World’s largest food manufacturers agree to make expiration labels more user-friendly
Consumers can look forward to easily determining how long to keep a product before it goes bad if a planned move agreed to standardize expiration labels on packaging by some of the world’s largest food companies and retailers goes through.
With the standardized system, consumers can expect less confusion caused by the wide variety of terms to denote shelf life in use at present. These include “sell by,” “use by,” “display until,” or “best before”. It is hoped that within the next two years, most of the industry players would switch to using “use by” or “best if used by” dates instead. Through this change, it is hoped to reduce food wastage, largely attributed to inconsistent and confusing labelling. Using just the United States as an example, it has been estimated that 40% of food that is purchased is wasted.

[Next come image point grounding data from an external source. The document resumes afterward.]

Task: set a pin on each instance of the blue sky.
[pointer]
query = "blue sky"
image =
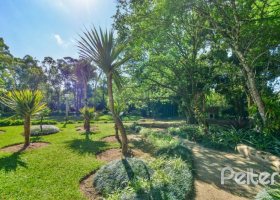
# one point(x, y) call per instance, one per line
point(50, 27)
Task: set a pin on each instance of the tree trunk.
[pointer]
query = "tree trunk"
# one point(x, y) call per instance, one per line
point(41, 124)
point(87, 124)
point(251, 83)
point(87, 117)
point(117, 134)
point(26, 131)
point(116, 118)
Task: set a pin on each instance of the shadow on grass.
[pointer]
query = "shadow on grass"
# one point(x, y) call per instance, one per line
point(11, 162)
point(36, 139)
point(87, 145)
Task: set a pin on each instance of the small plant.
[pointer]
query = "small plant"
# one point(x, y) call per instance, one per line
point(88, 114)
point(43, 130)
point(171, 179)
point(43, 114)
point(25, 103)
point(134, 128)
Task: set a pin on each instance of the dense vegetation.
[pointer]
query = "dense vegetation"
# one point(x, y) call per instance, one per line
point(213, 65)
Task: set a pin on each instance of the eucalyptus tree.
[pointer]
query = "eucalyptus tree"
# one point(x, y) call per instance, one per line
point(250, 28)
point(171, 61)
point(100, 48)
point(25, 103)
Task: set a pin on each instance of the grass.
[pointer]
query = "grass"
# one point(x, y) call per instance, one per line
point(54, 171)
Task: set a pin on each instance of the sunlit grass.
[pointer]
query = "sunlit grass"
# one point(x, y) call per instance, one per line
point(54, 171)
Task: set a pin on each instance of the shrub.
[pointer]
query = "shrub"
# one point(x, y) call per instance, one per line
point(134, 128)
point(171, 179)
point(117, 174)
point(47, 129)
point(177, 151)
point(190, 132)
point(16, 122)
point(160, 139)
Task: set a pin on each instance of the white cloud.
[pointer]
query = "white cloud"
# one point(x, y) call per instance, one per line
point(62, 42)
point(58, 39)
point(76, 8)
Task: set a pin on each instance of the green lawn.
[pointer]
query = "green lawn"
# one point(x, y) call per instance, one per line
point(54, 171)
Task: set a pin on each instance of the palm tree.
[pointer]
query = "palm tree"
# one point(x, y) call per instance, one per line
point(25, 103)
point(101, 49)
point(88, 114)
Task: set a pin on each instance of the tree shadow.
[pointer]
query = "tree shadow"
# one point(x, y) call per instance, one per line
point(11, 162)
point(36, 139)
point(87, 145)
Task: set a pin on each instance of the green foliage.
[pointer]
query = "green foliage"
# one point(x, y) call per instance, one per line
point(171, 179)
point(24, 102)
point(269, 194)
point(159, 139)
point(11, 122)
point(101, 48)
point(226, 139)
point(190, 132)
point(46, 130)
point(116, 175)
point(104, 118)
point(69, 155)
point(45, 112)
point(88, 113)
point(134, 128)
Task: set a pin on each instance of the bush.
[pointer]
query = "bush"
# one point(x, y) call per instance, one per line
point(177, 151)
point(46, 130)
point(190, 132)
point(16, 122)
point(227, 138)
point(117, 174)
point(134, 128)
point(171, 179)
point(104, 118)
point(159, 139)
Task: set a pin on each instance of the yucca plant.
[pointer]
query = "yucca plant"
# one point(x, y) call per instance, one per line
point(88, 114)
point(25, 103)
point(100, 48)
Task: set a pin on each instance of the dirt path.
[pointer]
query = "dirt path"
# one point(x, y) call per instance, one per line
point(208, 164)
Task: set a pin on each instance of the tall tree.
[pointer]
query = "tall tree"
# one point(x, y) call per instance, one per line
point(250, 28)
point(100, 48)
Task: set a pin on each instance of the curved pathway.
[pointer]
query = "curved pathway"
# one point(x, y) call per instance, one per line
point(207, 166)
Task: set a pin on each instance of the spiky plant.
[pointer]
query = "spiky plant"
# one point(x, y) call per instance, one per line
point(88, 114)
point(25, 103)
point(100, 48)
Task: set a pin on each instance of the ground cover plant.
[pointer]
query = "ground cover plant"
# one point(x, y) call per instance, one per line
point(38, 173)
point(43, 130)
point(227, 138)
point(167, 176)
point(172, 86)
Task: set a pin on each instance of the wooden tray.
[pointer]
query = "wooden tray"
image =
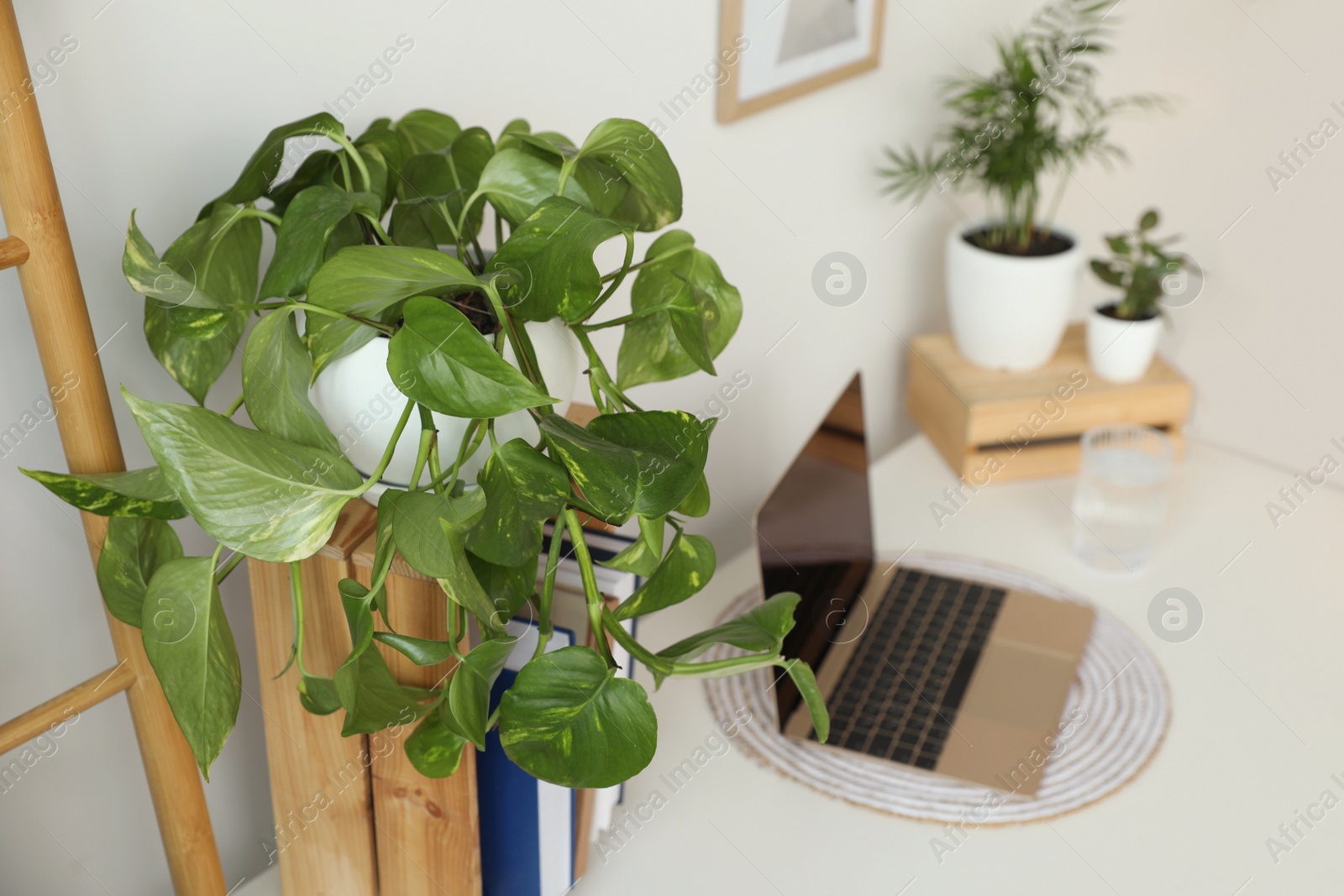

The companies making the switch include Walmart, Nestlé, Kellogg, Unilever, Tesco, and Campbell Soup. They also agreed to actively educate consumers about waste.
A statement by the Consumer Goods Forum also reaffirmed the companies’ commitment to the cause.
“Standardizing food date labels is a simple and effective way to reduce the amount of edible food thrown out by households, saving them money and reducing their environmental footprint. Food loss and waste is a major contributor to climate change, emitting 8% of annual greenhouse gases,” read the statement.
The new labels are expected to be unveiled in the US, the UK and Japan to begin with, perhaps due to the statistics there. About 1.3 billion tons of food are wasted annually across the globe. According to studies by the forum, in the UK, the average household throws £700 (USD $947) of perfectly good food. In the US, that figure is about $1,500.
Separately, according to research by ReFED, one advocacy group speaking out against food wastage, by achieving a 20% reduction in food waste would save 1.8 billion meals that go to landfills each year, enough to feed America’s poorest population three times over. By its estimates, the effort would cost US$18 billion.
The efforts by companies to reduce food waste is not new. When carrot producers discovered that ugly carrots were generally tossed out, they introduced the baby carrot, which makes up about 70% of all carrot sales and boosted carrot consumption, shared the Produce Marketing Association.
However, having standardized labels is expected to make a difference and lessen consumer confusion – even as soon as they pick up the product.